Growing up on American Movies and British Rock Music made me Bilingual. Trilingual, if you count the dying Belarusian language we were customarily made to study at school. I could even go as far as calling myself “quad-lingual” every time I recall the revolting bits and pieces of minced German tongue the teachers tried their worst to force down my throat in college. But, to the pseudo-patriotic pride and pleasure of an unnaturally born Brit, they failed miserably. However, as an outcome of the conditioned reflex I acquired at that time, I still run for a plastic bag each time I hear the Reich Kanzler open her mouth on TV.
An avid reader of American and English literature since high school, starting with Jack London’s Martin Eden, I have always been madly in love with the language and its literary legacy. This love may also be responsible for the monstrous mixture of an American Englishman at heart and an Australian of New Zealand’s breed somewhere below the equatorial belt I am today. Yes, and a Belarusian neck up, which I try my best to hide behind a philosopher’s beard in shame for my country’s current political regime.

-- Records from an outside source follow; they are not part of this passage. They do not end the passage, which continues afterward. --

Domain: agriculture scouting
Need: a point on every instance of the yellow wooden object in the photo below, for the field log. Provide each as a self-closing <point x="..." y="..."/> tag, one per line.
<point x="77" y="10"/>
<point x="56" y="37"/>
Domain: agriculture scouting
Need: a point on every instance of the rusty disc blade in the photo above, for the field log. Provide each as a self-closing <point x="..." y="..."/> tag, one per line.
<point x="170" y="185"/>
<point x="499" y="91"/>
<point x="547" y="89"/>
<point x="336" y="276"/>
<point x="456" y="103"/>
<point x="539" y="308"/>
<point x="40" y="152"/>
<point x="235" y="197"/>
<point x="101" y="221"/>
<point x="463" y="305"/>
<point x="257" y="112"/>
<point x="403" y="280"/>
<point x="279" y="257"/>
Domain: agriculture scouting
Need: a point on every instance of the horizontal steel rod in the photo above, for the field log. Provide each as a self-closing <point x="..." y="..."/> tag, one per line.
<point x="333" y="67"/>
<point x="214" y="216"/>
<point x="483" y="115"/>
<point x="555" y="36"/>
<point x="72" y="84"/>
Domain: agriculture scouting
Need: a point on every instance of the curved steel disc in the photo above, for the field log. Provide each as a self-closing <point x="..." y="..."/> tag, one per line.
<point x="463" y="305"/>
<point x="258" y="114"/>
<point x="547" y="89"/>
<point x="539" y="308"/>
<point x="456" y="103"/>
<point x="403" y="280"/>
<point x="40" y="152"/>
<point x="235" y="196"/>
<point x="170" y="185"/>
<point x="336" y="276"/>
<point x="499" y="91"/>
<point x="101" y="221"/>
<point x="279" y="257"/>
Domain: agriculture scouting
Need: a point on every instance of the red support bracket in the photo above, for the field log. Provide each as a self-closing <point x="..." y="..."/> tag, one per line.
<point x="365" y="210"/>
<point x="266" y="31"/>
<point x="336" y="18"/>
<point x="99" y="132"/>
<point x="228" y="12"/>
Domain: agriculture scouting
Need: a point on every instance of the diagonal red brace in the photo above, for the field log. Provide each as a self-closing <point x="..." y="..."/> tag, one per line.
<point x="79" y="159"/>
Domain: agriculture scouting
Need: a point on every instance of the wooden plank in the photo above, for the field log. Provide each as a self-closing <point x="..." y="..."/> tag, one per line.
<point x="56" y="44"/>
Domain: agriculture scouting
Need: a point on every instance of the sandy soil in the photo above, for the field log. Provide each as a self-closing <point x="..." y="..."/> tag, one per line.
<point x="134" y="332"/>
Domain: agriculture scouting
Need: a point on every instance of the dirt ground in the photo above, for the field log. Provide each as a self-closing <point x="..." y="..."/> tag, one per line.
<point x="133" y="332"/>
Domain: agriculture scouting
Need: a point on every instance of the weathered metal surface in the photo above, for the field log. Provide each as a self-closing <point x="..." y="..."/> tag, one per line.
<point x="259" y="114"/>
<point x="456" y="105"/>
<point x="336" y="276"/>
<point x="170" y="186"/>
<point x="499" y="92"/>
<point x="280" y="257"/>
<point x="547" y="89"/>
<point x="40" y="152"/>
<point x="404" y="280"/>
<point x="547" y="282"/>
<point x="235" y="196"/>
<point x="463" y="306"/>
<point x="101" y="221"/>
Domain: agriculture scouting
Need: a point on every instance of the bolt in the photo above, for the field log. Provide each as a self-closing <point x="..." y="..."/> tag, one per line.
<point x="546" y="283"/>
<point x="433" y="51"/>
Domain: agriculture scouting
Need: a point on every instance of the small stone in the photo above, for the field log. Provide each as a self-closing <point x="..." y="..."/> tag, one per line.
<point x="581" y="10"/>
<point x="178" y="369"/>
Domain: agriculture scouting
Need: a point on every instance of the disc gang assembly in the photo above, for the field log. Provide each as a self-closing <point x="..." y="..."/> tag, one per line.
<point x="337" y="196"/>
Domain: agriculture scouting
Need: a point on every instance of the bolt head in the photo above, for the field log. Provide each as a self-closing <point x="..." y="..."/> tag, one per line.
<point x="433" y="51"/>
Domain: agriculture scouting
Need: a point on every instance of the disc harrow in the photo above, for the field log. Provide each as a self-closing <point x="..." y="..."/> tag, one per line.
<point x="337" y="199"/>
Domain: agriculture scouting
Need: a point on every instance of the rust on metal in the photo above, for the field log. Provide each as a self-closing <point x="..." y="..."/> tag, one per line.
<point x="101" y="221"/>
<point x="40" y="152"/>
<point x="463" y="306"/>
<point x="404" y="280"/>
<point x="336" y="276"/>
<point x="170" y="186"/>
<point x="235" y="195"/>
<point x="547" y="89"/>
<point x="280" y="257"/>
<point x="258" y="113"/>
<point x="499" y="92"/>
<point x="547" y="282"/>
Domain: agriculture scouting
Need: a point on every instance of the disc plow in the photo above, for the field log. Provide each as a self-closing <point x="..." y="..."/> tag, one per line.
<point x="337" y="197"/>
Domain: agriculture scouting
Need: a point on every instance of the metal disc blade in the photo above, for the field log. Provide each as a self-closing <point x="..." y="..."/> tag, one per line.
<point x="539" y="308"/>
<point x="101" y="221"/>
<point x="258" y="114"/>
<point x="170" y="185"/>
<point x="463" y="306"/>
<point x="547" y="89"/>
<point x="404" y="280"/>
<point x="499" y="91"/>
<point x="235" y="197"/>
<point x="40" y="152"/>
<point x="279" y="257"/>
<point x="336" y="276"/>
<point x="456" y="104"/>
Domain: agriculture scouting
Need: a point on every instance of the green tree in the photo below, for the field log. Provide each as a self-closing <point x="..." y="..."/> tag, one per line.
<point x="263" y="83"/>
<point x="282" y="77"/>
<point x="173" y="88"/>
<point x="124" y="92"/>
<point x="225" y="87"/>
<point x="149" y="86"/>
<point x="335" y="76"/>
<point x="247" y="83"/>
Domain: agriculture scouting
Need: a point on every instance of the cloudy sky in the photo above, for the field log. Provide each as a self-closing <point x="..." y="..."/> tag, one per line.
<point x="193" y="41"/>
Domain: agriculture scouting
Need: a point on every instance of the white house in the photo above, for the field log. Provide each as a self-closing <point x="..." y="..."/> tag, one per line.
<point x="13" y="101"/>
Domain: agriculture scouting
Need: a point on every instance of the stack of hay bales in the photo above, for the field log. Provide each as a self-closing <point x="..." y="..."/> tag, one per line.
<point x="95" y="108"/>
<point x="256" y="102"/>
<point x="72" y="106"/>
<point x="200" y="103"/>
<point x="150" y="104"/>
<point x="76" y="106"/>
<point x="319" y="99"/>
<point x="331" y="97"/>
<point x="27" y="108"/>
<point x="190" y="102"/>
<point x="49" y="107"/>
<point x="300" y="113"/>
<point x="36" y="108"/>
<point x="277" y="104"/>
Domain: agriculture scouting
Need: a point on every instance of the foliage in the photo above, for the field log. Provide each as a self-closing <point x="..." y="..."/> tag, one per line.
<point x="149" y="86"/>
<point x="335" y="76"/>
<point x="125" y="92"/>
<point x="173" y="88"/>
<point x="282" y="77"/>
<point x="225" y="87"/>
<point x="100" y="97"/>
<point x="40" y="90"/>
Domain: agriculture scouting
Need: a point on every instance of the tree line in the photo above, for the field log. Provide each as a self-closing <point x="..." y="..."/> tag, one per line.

I began to write lyrics in English around the age of 15, in Russian around 18, in prose around 20, and in letters around the whole wide world in two years of unrequited affection that made me consider the pastime seriously. And so I wrote. Mostly for and to myself, but then more and more frequently to others. Despite the latter’s enduring encouragement, I’d never tried publishing outside the campus community. That is, not till now.

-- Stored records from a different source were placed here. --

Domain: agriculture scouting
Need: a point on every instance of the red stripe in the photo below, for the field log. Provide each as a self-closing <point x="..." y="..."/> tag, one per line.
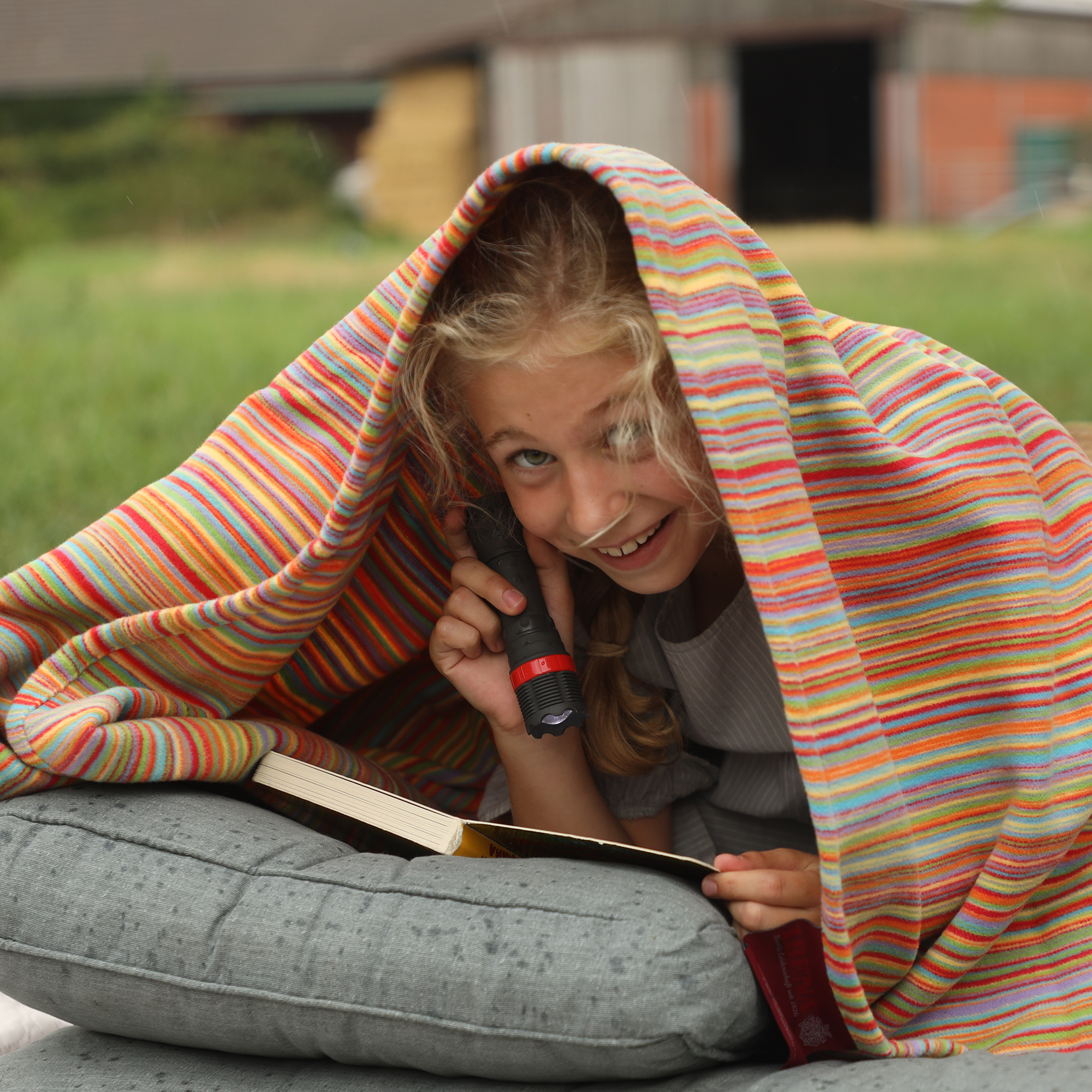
<point x="542" y="666"/>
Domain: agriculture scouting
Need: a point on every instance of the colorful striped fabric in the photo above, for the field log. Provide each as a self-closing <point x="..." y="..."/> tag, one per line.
<point x="917" y="531"/>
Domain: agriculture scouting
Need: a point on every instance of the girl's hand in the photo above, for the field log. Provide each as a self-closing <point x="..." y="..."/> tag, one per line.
<point x="765" y="891"/>
<point x="467" y="646"/>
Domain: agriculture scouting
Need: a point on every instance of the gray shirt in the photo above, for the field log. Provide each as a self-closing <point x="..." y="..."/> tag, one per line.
<point x="745" y="791"/>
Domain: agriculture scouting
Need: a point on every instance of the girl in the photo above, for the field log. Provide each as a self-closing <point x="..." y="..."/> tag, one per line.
<point x="540" y="352"/>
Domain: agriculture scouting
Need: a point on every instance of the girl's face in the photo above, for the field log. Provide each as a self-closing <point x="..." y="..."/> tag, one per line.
<point x="573" y="461"/>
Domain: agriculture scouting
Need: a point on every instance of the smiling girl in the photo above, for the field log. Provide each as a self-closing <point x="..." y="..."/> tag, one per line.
<point x="541" y="353"/>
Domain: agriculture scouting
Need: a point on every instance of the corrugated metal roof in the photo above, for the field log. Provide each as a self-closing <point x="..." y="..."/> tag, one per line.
<point x="52" y="45"/>
<point x="55" y="45"/>
<point x="1043" y="7"/>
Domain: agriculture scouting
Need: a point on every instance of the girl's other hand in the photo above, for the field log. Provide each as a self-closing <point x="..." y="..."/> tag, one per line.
<point x="467" y="644"/>
<point x="765" y="891"/>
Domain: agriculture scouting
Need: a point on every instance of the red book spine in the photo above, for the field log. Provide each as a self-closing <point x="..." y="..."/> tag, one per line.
<point x="791" y="970"/>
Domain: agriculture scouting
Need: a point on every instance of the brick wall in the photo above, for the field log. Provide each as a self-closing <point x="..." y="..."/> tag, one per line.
<point x="968" y="129"/>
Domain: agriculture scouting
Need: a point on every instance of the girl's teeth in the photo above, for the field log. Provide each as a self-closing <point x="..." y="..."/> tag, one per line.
<point x="632" y="545"/>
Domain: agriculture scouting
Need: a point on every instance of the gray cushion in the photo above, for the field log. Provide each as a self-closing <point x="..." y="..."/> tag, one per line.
<point x="80" y="1060"/>
<point x="186" y="918"/>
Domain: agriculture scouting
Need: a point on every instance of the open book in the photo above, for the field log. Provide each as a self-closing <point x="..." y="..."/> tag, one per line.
<point x="444" y="834"/>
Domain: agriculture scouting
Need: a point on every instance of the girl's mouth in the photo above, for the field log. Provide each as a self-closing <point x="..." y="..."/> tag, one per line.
<point x="640" y="551"/>
<point x="633" y="545"/>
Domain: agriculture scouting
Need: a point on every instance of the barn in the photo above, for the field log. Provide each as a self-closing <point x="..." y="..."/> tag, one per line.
<point x="904" y="111"/>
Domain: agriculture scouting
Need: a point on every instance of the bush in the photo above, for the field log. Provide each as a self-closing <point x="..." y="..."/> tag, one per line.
<point x="149" y="168"/>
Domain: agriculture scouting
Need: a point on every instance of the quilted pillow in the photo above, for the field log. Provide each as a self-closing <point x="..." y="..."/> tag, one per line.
<point x="179" y="916"/>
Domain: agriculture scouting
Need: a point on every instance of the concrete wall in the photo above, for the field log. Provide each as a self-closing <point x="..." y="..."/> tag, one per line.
<point x="631" y="93"/>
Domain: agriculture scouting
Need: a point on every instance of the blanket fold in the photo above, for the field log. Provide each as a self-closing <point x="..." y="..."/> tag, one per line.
<point x="917" y="533"/>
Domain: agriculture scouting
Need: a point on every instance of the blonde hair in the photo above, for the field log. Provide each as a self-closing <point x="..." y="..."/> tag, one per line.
<point x="554" y="267"/>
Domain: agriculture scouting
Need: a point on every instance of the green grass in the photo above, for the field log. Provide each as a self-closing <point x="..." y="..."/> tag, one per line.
<point x="118" y="359"/>
<point x="1019" y="302"/>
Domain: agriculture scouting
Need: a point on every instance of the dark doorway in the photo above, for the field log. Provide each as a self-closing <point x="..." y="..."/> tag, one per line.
<point x="806" y="115"/>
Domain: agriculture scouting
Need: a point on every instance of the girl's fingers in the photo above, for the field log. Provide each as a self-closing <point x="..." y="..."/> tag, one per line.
<point x="453" y="642"/>
<point x="758" y="918"/>
<point x="455" y="533"/>
<point x="790" y="860"/>
<point x="470" y="609"/>
<point x="774" y="887"/>
<point x="479" y="578"/>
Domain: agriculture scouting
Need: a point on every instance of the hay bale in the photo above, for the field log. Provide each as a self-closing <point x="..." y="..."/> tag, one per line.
<point x="424" y="148"/>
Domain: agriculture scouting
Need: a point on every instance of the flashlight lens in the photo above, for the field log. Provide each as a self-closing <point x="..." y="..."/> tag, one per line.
<point x="557" y="718"/>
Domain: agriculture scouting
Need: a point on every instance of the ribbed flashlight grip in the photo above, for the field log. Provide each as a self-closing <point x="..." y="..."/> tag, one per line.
<point x="544" y="676"/>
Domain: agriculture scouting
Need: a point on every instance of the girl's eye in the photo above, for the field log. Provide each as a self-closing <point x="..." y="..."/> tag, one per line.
<point x="627" y="434"/>
<point x="530" y="459"/>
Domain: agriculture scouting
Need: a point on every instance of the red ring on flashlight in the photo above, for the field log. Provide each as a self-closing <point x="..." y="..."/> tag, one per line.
<point x="542" y="666"/>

Having studied up to a BA in both literature and philosophy in 2006 and 2010, respectively, I also happen to be the author of two theses: “The Problem of Post-Gender Identity in Contemporary Social Theory” (in Russian; Department of Philosophy, European Humanities University, Vilnius, Lithuania) and “Pulp Fiction 2, from Shakespeare 2 Tarantino and Back, an Inter-Textual Language Analysis of the Evolution of the Dramatic Genre from the 16th Century Play to the 20th Century Screenplay” (in English; Department of Philology, St. Petersburg’s State University, St. Petersburg, Russia, a Pilot Program in Collaboration with Bard College of Liberal Arts, USA).
All this academic abracadabra, however, is hardly of any help when it comes to making the mentioned sleepless dreams come true unless someone gives them a little literary lift.